I thought about this line-drawing again when reading the responses from members of the autism community regarding allegations that the Sandy Hook shooter had Asperger syndrome. On the one hand, the response was an eloquent refutation of society's tendency to draw lines -- well, he had Asperger syndrome, he's not like us, all those people with autism are dangerous. On the other hand, it struck me how many of those responses took pains to point out that "autism is not a mental illness." Which is ... drawing a line, no? Saying, if unintentionally, "Don't group us with them." Surely it's no more okay to group all people with mental illness into a "might shoot you, they're crazy!" pile, but many of those who wrote about this issue were careful to make it specifically about autism, because that's their side of the line. Can you really blame people for drawing lines when you're busily drawing your own?

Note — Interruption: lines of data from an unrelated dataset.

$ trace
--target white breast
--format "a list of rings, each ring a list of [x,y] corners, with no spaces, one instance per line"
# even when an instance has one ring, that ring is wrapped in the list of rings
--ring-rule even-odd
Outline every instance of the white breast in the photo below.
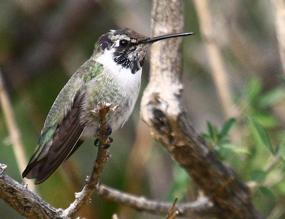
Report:
[[[105,51],[104,55],[101,56],[95,61],[103,65],[103,74],[104,72],[106,74],[107,72],[111,72],[112,77],[117,81],[122,91],[132,94],[136,97],[136,100],[141,86],[141,68],[136,73],[132,74],[130,69],[127,69],[118,65],[113,60],[114,51],[114,48]]]

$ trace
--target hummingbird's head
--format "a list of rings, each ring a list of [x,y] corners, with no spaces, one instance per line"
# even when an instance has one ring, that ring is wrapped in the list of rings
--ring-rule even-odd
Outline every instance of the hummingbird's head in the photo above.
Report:
[[[93,55],[100,52],[110,51],[114,62],[122,67],[130,68],[134,74],[142,66],[147,49],[152,43],[164,39],[193,34],[186,33],[150,38],[129,28],[111,30],[99,38],[95,44]]]

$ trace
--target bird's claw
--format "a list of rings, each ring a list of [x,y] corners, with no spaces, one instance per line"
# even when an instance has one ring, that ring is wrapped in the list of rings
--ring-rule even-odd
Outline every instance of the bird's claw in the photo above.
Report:
[[[96,130],[96,134],[99,136],[102,136],[103,135],[110,135],[112,133],[112,129],[109,125],[109,124],[108,124],[107,126],[107,130],[104,133],[102,133],[99,128],[97,128]]]

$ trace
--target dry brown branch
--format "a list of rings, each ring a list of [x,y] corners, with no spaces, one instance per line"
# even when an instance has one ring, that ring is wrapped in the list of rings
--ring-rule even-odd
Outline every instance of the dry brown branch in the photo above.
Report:
[[[8,94],[5,89],[2,75],[2,71],[0,69],[0,104],[9,130],[11,143],[18,168],[20,172],[22,173],[25,169],[25,167],[28,163],[28,161],[26,159],[25,150],[21,141],[21,135],[13,113],[11,104]],[[25,178],[23,179],[23,181],[25,183],[29,183],[30,189],[36,193],[36,187],[32,180]]]
[[[108,128],[106,121],[107,114],[116,107],[111,108],[108,104],[100,103],[94,111],[99,118],[99,126],[102,133]],[[82,191],[75,193],[75,200],[68,208],[63,210],[55,209],[35,194],[5,174],[6,166],[0,166],[0,198],[13,208],[21,215],[30,218],[74,218],[75,215],[85,205],[90,202],[89,198],[95,189],[99,188],[98,181],[103,168],[108,160],[109,153],[103,147],[109,145],[108,136],[103,134],[99,139],[98,152],[92,173],[86,179]]]
[[[216,34],[215,34],[212,23],[213,18],[208,8],[209,2],[207,0],[194,0],[193,2],[199,18],[200,29],[208,50],[208,60],[212,68],[212,77],[223,109],[227,118],[235,117],[237,112],[231,97],[228,76],[221,53],[213,38]]]
[[[144,197],[123,192],[105,185],[100,186],[98,193],[107,200],[152,213],[165,215],[173,206],[171,203],[150,200]],[[201,197],[195,202],[177,204],[175,210],[181,216],[208,217],[218,213],[220,210],[213,207],[212,203],[209,201],[208,199]]]
[[[172,205],[172,207],[171,207],[171,209],[170,210],[168,213],[167,214],[167,216],[165,218],[165,219],[174,219],[176,216],[179,214],[179,212],[178,211],[175,210],[175,208],[176,206],[176,203],[178,200],[178,197],[176,197],[175,198],[175,200],[174,201],[173,205]]]
[[[99,102],[97,108],[92,111],[98,117],[99,128],[102,133],[105,133],[108,129],[106,115],[110,111],[116,109],[117,106],[111,108],[109,104]],[[109,152],[104,148],[109,145],[108,136],[103,134],[99,138],[99,147],[97,158],[91,175],[86,180],[86,184],[82,191],[76,193],[75,200],[69,206],[63,211],[62,216],[63,218],[72,218],[85,205],[90,202],[90,198],[95,189],[99,189],[99,179],[103,168],[109,158]]]
[[[279,47],[280,59],[285,74],[285,2],[283,0],[271,0],[275,12],[276,32]]]
[[[26,187],[5,174],[7,166],[0,164],[0,198],[21,215],[29,218],[61,218],[61,209],[51,206]]]
[[[154,36],[183,30],[181,1],[154,1]],[[183,167],[223,218],[261,218],[247,187],[224,164],[198,135],[186,116],[181,100],[181,39],[155,44],[150,60],[150,82],[141,102],[141,115],[152,136]],[[159,61],[158,60],[159,60]]]

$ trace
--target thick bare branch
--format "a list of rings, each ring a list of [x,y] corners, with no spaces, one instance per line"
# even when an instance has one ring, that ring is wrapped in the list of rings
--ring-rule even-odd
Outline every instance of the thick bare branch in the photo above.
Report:
[[[116,109],[117,106],[110,108],[108,104],[100,103],[94,110],[99,118],[99,126],[102,133],[108,129],[106,120],[107,113]],[[103,168],[109,158],[109,152],[104,148],[110,144],[108,136],[103,134],[99,139],[97,158],[90,176],[86,179],[86,184],[82,191],[75,193],[75,200],[69,207],[63,210],[55,209],[42,199],[27,187],[19,184],[4,172],[6,167],[0,165],[0,198],[21,215],[30,218],[73,218],[85,205],[90,202],[89,198],[95,189],[98,189],[99,179]]]
[[[105,199],[153,213],[165,214],[173,205],[171,203],[150,200],[123,192],[105,185],[100,186],[98,193]],[[175,210],[179,212],[180,216],[208,217],[216,215],[220,210],[213,207],[213,203],[208,198],[201,197],[195,202],[176,204]]]
[[[181,1],[155,0],[153,35],[183,30]],[[153,46],[150,82],[141,102],[141,115],[153,136],[161,142],[172,159],[184,167],[197,185],[222,210],[223,218],[260,218],[247,187],[224,165],[204,139],[190,125],[181,100],[181,39],[164,40]]]
[[[62,210],[50,206],[26,186],[5,174],[7,166],[0,164],[0,198],[20,214],[30,218],[61,218]]]

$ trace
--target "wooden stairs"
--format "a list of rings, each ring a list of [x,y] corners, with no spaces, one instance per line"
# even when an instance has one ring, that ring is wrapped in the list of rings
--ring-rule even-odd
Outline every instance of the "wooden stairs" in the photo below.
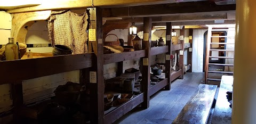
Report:
[[[227,55],[227,52],[234,52],[234,49],[226,49],[227,48],[227,45],[229,44],[234,44],[234,43],[214,43],[213,42],[212,38],[226,38],[228,37],[234,37],[234,36],[212,36],[213,31],[232,31],[230,29],[213,29],[213,27],[210,26],[208,28],[208,35],[207,35],[207,38],[206,41],[206,54],[205,54],[205,83],[206,84],[208,84],[208,81],[212,80],[212,81],[220,81],[221,79],[215,79],[214,78],[209,78],[209,73],[221,73],[224,75],[233,75],[233,72],[229,72],[229,71],[225,71],[223,70],[221,71],[212,71],[209,70],[209,66],[211,65],[217,65],[217,66],[223,66],[223,67],[233,67],[234,64],[223,64],[223,63],[210,63],[210,59],[234,59],[234,56],[214,56],[211,55],[211,53],[212,52],[216,51],[219,52],[219,54],[220,52],[223,52],[225,54],[224,55]],[[224,46],[223,47],[220,47],[219,48],[213,48],[212,45],[220,45],[220,46]]]

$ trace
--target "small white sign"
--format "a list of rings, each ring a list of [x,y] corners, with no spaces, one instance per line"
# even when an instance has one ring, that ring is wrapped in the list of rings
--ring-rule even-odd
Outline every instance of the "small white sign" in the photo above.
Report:
[[[180,51],[180,55],[183,55],[183,51]]]
[[[188,48],[188,52],[192,52],[192,48]]]
[[[90,72],[90,82],[97,83],[97,73],[96,71]]]
[[[143,58],[143,65],[148,65],[148,58]]]
[[[98,39],[98,43],[100,44],[102,44],[102,39]]]
[[[192,36],[189,36],[189,39],[192,39]]]
[[[171,40],[171,35],[166,35],[166,40]]]
[[[149,41],[149,33],[143,34],[143,41]]]
[[[170,60],[170,55],[165,55],[165,60]]]

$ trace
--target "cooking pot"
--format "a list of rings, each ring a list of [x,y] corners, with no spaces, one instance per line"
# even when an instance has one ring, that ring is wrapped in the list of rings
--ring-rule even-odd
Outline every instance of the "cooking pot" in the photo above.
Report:
[[[162,70],[157,68],[157,67],[153,68],[152,72],[153,72],[153,74],[155,76],[159,76],[162,74]]]
[[[73,51],[68,46],[62,45],[55,45],[52,49],[53,56],[72,54]]]

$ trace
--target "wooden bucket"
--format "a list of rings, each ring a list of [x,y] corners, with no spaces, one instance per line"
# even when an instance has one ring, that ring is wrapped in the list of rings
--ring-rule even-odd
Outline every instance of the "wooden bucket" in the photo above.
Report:
[[[106,38],[105,38],[105,41],[104,42],[104,46],[111,46],[111,45],[115,45],[115,46],[120,46],[120,42],[119,41],[119,39],[118,39],[118,37],[117,37],[117,36],[116,36],[116,35],[115,34],[109,34],[109,35],[107,35],[107,36],[106,36],[106,37],[107,38],[107,37],[109,35],[114,35],[116,37],[117,37],[117,41],[114,41],[114,42],[111,42],[111,41],[106,41]]]
[[[178,36],[174,36],[172,37],[172,44],[179,44],[179,37]]]

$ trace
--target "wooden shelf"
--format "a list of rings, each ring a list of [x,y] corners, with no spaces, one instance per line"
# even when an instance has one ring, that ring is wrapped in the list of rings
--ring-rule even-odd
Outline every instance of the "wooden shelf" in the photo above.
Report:
[[[167,79],[165,78],[163,80],[160,81],[157,84],[150,87],[149,89],[149,95],[151,96],[152,95],[154,94],[159,90],[164,88],[165,86],[167,85],[167,84],[168,84]]]
[[[158,46],[151,48],[151,55],[156,55],[168,52],[168,46]]]
[[[104,54],[103,64],[122,62],[126,60],[143,57],[145,56],[145,50],[126,52],[121,53]]]
[[[191,47],[191,43],[190,43],[184,44],[184,48],[188,48],[189,47]]]
[[[182,48],[181,44],[176,44],[172,45],[172,51],[180,50]]]
[[[104,123],[112,123],[143,102],[144,93],[141,93],[128,102],[105,114]]]
[[[92,67],[93,53],[0,62],[0,85]]]

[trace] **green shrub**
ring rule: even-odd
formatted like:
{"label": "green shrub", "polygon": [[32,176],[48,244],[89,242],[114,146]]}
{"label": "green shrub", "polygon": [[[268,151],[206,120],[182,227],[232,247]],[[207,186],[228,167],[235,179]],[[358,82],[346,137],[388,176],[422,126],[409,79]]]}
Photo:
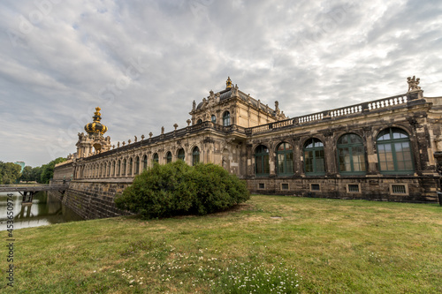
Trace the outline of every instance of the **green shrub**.
{"label": "green shrub", "polygon": [[246,184],[215,164],[190,167],[183,161],[153,168],[137,176],[115,203],[145,218],[206,215],[247,201]]}

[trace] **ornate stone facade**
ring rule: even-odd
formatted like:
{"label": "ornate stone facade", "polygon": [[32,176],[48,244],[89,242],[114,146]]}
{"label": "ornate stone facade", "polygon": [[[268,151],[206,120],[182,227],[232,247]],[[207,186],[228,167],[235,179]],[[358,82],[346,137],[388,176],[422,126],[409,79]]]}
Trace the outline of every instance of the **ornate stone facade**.
{"label": "ornate stone facade", "polygon": [[229,78],[225,89],[193,102],[185,128],[114,148],[102,133],[80,134],[73,181],[130,183],[154,162],[184,160],[219,164],[262,193],[437,201],[442,97],[423,97],[418,83],[409,79],[401,95],[288,118],[278,102],[271,109]]}

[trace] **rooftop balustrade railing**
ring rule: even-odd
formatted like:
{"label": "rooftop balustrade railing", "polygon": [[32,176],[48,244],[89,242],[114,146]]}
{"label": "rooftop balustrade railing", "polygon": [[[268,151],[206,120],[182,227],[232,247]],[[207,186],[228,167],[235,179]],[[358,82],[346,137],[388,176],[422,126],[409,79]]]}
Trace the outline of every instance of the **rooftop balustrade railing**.
{"label": "rooftop balustrade railing", "polygon": [[261,124],[245,129],[246,134],[251,135],[259,132],[270,132],[271,130],[280,129],[289,126],[303,125],[311,123],[318,123],[324,120],[335,119],[339,117],[361,115],[371,111],[382,110],[385,108],[405,107],[408,105],[408,97],[401,94],[388,98],[383,98],[370,102],[363,102],[347,107],[339,108],[331,110],[317,112],[307,116],[296,117],[283,121]]}

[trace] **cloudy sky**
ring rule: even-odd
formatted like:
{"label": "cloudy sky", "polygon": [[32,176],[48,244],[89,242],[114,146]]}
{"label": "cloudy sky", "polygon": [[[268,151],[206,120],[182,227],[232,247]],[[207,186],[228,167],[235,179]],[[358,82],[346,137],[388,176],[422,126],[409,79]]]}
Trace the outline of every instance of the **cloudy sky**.
{"label": "cloudy sky", "polygon": [[0,161],[31,166],[96,106],[114,144],[184,127],[227,76],[290,117],[442,95],[439,0],[2,0],[0,28]]}

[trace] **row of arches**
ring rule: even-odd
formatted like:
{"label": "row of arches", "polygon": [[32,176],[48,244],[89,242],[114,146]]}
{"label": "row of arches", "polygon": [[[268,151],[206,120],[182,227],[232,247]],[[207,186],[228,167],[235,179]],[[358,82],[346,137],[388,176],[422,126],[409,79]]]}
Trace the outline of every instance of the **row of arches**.
{"label": "row of arches", "polygon": [[[178,150],[177,160],[186,161],[186,152],[183,148]],[[165,154],[165,163],[172,162],[171,151]],[[200,162],[200,148],[194,147],[191,152],[192,165]],[[101,178],[115,177],[133,177],[147,170],[149,166],[153,166],[154,162],[160,163],[160,156],[157,152],[152,155],[151,160],[147,155],[120,158],[103,162],[90,163],[82,166],[78,171],[79,178]]]}
{"label": "row of arches", "polygon": [[[376,139],[378,169],[384,174],[413,174],[413,154],[408,133],[400,128],[387,128]],[[293,147],[281,142],[276,148],[276,173],[278,176],[294,174]],[[270,150],[265,145],[255,148],[255,173],[258,177],[270,175]],[[338,139],[336,162],[343,175],[364,175],[367,172],[366,147],[361,136],[346,133]],[[302,145],[303,171],[307,176],[325,175],[324,143],[310,138]]]}
{"label": "row of arches", "polygon": [[[223,117],[222,117],[222,119],[223,119],[223,125],[224,126],[228,126],[231,124],[231,120],[230,120],[230,112],[229,111],[225,111],[223,113]],[[210,117],[210,121],[214,124],[217,124],[217,116],[215,116],[214,114],[211,115]],[[196,124],[201,124],[202,123],[202,118],[199,118],[197,121],[196,121]]]}

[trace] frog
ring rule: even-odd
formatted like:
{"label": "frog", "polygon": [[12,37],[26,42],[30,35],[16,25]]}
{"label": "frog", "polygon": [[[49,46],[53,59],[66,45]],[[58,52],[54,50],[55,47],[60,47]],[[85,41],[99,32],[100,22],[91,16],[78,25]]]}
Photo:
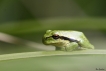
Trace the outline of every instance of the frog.
{"label": "frog", "polygon": [[84,33],[76,30],[47,30],[42,42],[45,45],[53,45],[55,50],[60,51],[94,49]]}

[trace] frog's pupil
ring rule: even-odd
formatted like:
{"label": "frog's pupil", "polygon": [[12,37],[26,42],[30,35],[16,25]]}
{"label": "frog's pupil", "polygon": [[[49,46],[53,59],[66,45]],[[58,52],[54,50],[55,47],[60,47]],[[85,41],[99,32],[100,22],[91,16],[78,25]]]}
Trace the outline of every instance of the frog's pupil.
{"label": "frog's pupil", "polygon": [[54,39],[58,39],[59,38],[59,35],[53,35],[52,36]]}

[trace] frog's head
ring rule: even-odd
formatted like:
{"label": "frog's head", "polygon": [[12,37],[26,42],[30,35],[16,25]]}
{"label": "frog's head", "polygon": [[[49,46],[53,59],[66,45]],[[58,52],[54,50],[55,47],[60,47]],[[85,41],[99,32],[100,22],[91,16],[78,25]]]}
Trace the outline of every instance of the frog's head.
{"label": "frog's head", "polygon": [[45,45],[58,45],[63,44],[65,40],[60,37],[61,31],[59,30],[47,30],[43,36],[43,43]]}

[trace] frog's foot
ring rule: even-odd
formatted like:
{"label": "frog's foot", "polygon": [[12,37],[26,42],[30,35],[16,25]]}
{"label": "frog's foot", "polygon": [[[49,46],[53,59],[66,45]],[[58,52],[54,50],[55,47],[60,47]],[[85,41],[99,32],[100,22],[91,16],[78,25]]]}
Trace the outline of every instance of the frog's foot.
{"label": "frog's foot", "polygon": [[87,48],[83,48],[83,47],[78,47],[78,50],[86,50]]}

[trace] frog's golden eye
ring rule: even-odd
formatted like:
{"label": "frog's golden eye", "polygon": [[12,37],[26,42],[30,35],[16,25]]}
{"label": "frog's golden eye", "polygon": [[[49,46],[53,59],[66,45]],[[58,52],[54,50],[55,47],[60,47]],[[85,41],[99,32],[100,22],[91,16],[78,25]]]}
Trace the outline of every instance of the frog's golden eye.
{"label": "frog's golden eye", "polygon": [[53,39],[58,39],[59,38],[59,35],[54,34],[54,35],[52,35],[52,37],[53,37]]}

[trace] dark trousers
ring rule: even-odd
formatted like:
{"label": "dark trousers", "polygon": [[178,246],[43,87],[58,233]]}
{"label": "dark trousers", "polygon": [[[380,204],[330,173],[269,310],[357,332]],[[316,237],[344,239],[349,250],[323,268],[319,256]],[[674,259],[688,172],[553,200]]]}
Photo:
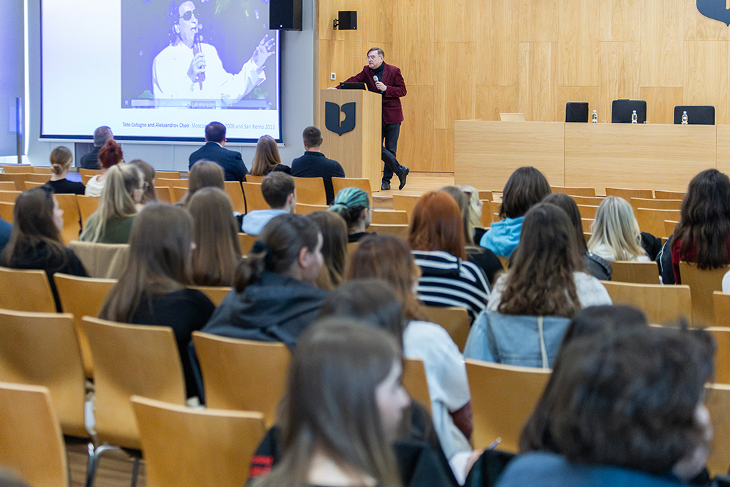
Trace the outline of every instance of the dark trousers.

Perhaps a resolution to consider for 2013 is to pick a disability issue on the other side of a line from you to champion. Rebut nasty comments about kids with food allergies even if that's not your child's thing. Tell people to stop using the R-word even if your child doesn't have an intellectual disability. Advocate for inclusion for kids with different special needs than yours. If we can't blur those lines between us, we're never going to be able to get the folks who see us as one big them to do it.
1 comment:
Yes I have found that too. It is so easy for my son to be the one that is blamed because he has a condition but he can also be an unfortunate target and a scapegoat too!